Power was restored to 6,600 customers within 24 hours. By the next day, another 1,300 were switched to alternate power sources. By Friday, the number of customers without power was reduced to 600 – but for this group, the typical quickest fixes had been exhausted. The standard practice is for line mechanics to wait for transmission poles to be erected and energized before restoring power; however, with the hours ticking by for customers without power, the team set out to find better solutions.

“I’ve been at AEP for 38 years. I’ve been on a lot of these things. But I’ve never seen a group of people come together like this to get something accomplished,” said Larry Adkins, senior lineman, Distribution Construction. “AEP, the support contractors, overhead, underground – my Lord, those groups worked so well together. It was amazing.”

Work was temporarily delayed after workers accidentally hit a gas line on Saturday. Collaborative efforts inspired innovative fixes, including Adkins proposing the idea to bore underground to connect to an energized primary that was only 400 feet away. This uncommon approach allowed power to be restored more quickly to a housing development of about 350 customers and a nearby church.

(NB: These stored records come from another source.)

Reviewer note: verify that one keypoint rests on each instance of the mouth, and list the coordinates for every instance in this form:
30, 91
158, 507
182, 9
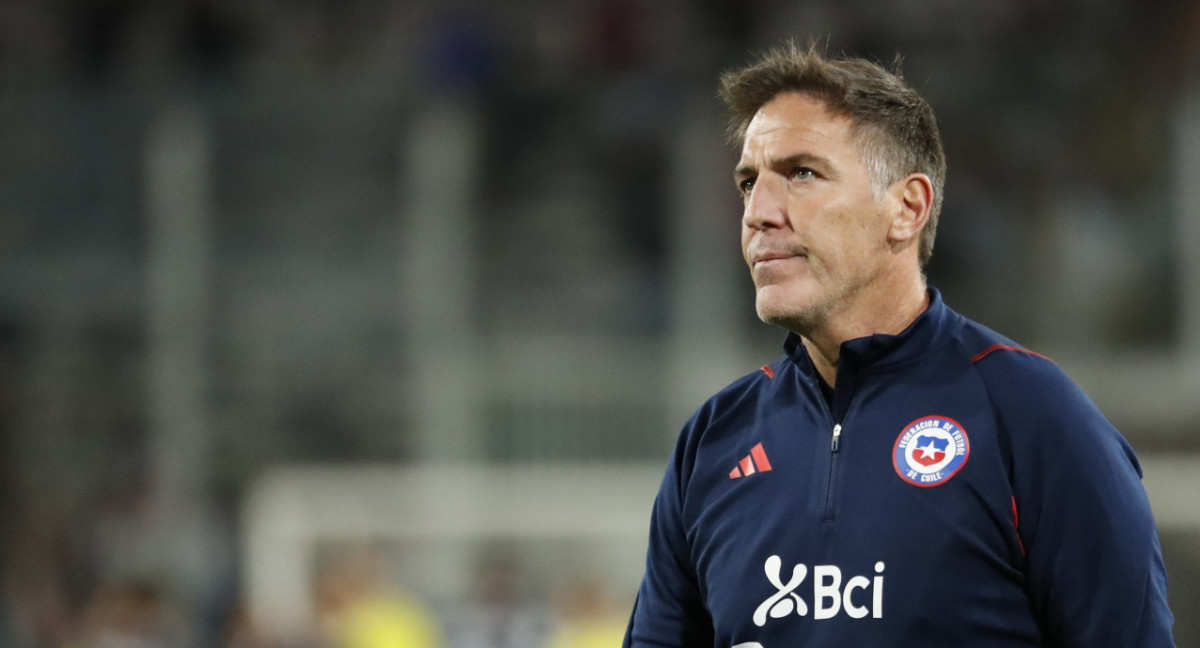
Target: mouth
775, 256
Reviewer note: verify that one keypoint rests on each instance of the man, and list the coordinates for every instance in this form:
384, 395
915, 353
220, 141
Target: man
903, 477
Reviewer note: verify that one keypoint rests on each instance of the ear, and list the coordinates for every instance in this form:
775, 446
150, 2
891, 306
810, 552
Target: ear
913, 197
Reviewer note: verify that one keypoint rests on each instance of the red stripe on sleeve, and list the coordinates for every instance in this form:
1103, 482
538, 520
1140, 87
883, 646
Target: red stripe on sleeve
1017, 527
760, 459
989, 351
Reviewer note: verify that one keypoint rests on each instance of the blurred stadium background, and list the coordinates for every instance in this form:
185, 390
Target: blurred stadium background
310, 301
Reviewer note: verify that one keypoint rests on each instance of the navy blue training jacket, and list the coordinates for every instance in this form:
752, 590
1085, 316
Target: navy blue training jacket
959, 491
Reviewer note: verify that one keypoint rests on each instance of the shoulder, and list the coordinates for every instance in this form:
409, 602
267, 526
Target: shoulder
1008, 369
723, 413
739, 394
1032, 397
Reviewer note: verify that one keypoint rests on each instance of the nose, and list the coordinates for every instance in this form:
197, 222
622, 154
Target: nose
766, 207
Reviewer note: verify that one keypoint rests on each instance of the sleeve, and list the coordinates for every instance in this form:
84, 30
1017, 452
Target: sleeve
670, 610
1093, 564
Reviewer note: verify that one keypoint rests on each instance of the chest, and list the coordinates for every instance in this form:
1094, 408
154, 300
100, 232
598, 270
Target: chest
807, 522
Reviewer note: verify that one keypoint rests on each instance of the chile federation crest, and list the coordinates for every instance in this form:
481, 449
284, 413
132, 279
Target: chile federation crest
930, 450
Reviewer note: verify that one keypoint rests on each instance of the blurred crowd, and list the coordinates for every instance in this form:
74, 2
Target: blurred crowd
1055, 114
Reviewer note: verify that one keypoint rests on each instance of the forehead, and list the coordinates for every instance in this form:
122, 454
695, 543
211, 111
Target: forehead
795, 120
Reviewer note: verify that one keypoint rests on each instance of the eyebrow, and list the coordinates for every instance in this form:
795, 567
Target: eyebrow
798, 160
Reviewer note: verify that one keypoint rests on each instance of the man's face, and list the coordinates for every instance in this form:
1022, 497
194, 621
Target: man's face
815, 229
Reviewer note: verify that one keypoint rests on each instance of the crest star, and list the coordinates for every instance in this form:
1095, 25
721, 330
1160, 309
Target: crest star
928, 451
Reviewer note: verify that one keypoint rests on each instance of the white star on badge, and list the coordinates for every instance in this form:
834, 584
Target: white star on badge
928, 451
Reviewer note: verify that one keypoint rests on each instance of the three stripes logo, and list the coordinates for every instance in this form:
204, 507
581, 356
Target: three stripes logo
754, 462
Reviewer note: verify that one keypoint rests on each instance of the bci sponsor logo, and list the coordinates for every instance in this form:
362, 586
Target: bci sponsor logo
856, 597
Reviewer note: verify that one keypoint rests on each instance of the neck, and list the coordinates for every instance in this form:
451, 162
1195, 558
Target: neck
883, 307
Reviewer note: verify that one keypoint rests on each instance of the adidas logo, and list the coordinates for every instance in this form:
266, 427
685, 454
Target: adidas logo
754, 462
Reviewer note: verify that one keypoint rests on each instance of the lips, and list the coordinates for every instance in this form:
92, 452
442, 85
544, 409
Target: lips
775, 255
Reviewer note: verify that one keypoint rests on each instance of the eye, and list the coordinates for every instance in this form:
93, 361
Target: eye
802, 173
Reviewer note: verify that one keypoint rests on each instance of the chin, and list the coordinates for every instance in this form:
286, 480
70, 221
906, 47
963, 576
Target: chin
797, 316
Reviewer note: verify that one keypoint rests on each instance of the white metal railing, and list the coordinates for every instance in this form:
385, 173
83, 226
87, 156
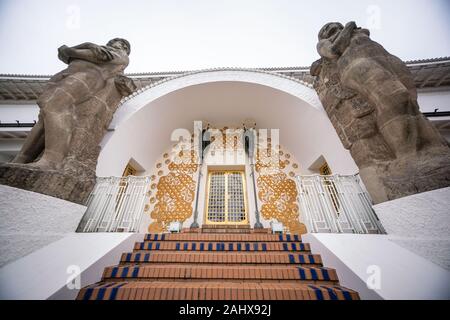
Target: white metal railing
116, 204
336, 204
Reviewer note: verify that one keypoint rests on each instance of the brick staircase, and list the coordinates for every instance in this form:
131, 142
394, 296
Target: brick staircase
216, 264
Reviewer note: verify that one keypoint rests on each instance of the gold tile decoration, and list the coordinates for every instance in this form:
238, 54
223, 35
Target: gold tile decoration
175, 191
277, 192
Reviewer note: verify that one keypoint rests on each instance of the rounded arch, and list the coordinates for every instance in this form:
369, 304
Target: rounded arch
142, 97
142, 125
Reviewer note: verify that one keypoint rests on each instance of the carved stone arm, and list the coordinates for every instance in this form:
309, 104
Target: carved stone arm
333, 48
343, 40
91, 53
124, 85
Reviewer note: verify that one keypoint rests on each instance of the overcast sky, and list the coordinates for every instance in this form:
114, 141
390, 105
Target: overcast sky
170, 35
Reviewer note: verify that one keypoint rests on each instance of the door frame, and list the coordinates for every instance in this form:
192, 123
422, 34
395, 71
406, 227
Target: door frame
244, 188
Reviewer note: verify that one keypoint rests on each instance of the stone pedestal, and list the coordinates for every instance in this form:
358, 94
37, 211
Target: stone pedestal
64, 185
420, 223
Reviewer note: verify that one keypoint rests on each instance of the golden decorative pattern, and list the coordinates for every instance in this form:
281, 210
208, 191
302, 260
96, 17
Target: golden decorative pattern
277, 191
175, 190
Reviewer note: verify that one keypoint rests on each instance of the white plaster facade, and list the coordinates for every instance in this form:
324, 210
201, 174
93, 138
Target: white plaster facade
30, 221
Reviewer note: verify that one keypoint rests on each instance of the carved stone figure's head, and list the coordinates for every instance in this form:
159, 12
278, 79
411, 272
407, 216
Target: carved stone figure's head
121, 44
330, 30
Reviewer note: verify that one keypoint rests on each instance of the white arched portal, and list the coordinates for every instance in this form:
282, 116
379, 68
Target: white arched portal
142, 125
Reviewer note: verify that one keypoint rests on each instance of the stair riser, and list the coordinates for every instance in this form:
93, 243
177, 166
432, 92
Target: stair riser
223, 237
220, 258
221, 246
222, 273
219, 292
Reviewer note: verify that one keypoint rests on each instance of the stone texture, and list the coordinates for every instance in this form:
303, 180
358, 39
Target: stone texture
30, 221
60, 155
371, 100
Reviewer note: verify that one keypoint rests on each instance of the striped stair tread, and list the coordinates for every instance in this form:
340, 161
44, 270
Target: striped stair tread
222, 237
225, 266
220, 258
201, 272
214, 291
222, 246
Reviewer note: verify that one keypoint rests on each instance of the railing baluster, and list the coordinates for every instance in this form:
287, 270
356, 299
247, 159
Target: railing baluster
336, 204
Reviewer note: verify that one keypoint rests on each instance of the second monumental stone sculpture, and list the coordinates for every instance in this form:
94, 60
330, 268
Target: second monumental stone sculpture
371, 100
60, 155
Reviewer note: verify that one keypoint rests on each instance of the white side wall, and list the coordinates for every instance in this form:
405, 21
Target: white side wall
420, 223
44, 274
429, 100
30, 221
393, 272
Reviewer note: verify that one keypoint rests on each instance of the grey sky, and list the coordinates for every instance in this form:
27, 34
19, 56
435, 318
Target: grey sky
169, 35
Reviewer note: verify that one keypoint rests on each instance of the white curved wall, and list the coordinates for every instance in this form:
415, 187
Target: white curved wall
304, 129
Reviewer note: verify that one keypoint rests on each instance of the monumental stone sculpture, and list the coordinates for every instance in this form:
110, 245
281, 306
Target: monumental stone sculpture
371, 100
60, 154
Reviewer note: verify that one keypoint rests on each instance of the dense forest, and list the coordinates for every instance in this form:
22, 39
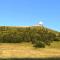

By Saturday, April 7, all but 63 customers had been restored using alternative methods. Roughly 40 customers remained without power on Sunday.

At least seven cars were in the path of the destruction, causing a public safety situation with people trapped inside and approximately 450 homes were damaged in the area. Remarkably, there were no reported injuries.

Part of the success, Adkins said, was having unified job briefings that brought everyone together in one spot. During a typical storm, where outages and damages are widespread, a coordinated effort like this is more challenging. Having everyone at one location allowed groups to work together effectively and encouraged out-of-the-box thinking.

The teamwork and persistence didn’t go unnoticed. Residents raved about the response, both in person and on social media. TV crews were onsite most of the week, and AEP Ohio remained fully transparent by giving regular updates on its restoration progress.

Pastor Dale Benson, of Grove City Nazarene Church (known as The Naz) located on Hoover Road, gathered his leadership team the day after the storms to organize support efforts, “Everyone wanted to help, and one way we could do that was to provide meals for locals who were without power and those who were working to restore power,” he said. City officials set up a coffee and donut station every morning, Jimmy Johns donated 100 subs, teams organized full-course meals, including a Taco Bar served at the church, and City BBQ donated a full meal.

In addition to helping with meals, The Naz and the First Baptist Church of Grove City allowed AEP to use their parking lots as staging areas.

More than 100 community members, many of them teens who were out of school due to the power outage, showed up to help clean up debris in the neighborhoods. The church scheduled additional clean up service events on April 11 and May 19.

Project Manager Dawn Mau said that a job of this magnitude would typically take three to four months, “I’ve done a lot of storm restoration and have never seen the public be so appreciative, cooperative and happy to help. It was so good to see everyone working together,” she said.

Extended outages are never good, but given the seriousness of the event and the challenges it created, the response has been deemed a success. There is optimism that lessons learned, innovative problem-solving, collaborative teamwork and community support may carry over into future storm situations.

  • Incident Commander on this project, Dave Callahan, Emergency Preparedness manager, AEP Distribution spoke to ABC6 on Your Side camera crews, thanking residents for their support.
  • AEP Ohio posted a Thank you Grove City video on their Twitter page stating, “During the past week, we’ve witnessed firsthand the true spirit of a community coming together to help one another in time of great need. Thank you to all who offered support, patience and kindness to our crews and to those affected by the tornado.”